TODO consider a counter-proposal... the top level keys are the repository "id" and then everything else is as before. This simplifies aggregating proxies and may assist with PDT Repositories as we would then know the IDs of the content from aggregating proxies, e.g.

https://repo.maven.apache.org/maven2/io/github/stephenc/maven/repo-metadata.json would be:

{
  "central":{
    "modified":"2014-01-16T09:55:43.511Z",
    "group":[
      "rfmm-maven-plugin"
    ],
    "org.apache.maven:plugins":[
      {
        "name": "Release From My Machine Maven Plugin"
        "prefix": "rfmm"
        "artifactId": "rfmm-maven-plugin"
      }
    ]
  }
}

https://repo.maven.apache.org/maven2/io/github/stephenc/maven/rfmm-maven-plugin/repo-metadata.json would be:

{
  "central":{
    "modified":"2014-01-16T09:55:49.243Z",
    "artifact":[
      "1.0"
    ]
  }
}



3 Comments

  1. How about using '+' as separator in both repo layout and coordinate? The '+' is not a valid identifier character, so there won't be any collisions and it is immediately clear which part is the platformId

    i.e. groupId:artifactId+platformId:version:classifier:type and org/apache/maven/artifact+myos/1.2.3/artifact+myos.jar

     

     

     

     

    1. Robert Scholte so the critical part is that a 4.0.0 consumer must  be able to get the platform specific artifacts.

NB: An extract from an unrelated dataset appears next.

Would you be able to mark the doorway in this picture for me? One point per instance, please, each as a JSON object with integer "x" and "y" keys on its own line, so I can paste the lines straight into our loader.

If + is not valid in artifactId then a 4.0.0 pom cannot depend on the platform specific artifacts which is a problem.

       

      If + is valid in artifactId then it is no different than - except we don't even get to follow the existing convention people have been "following" on central (from what I can see)

  2. Considering my counter-proposal... we would still need to define merging strategies for the different keys... but tool specific merging strategies then become only a concern of the tool that consumes the tool specific key, i.e. we only have to document how to merge the modifiedgroup and artifact keys... which would be respectively "use latest", "merge as a unique set" and "merge as a unique set"... with the org.apache.maven:plugins namespaced key... that would be an internal to Maven concern, though we would probably use something like "merge and overwrite values, in reverse order of repository id's configured by the user" so that the "first" defined repository would always "win".

    I kind of like this counter-proposal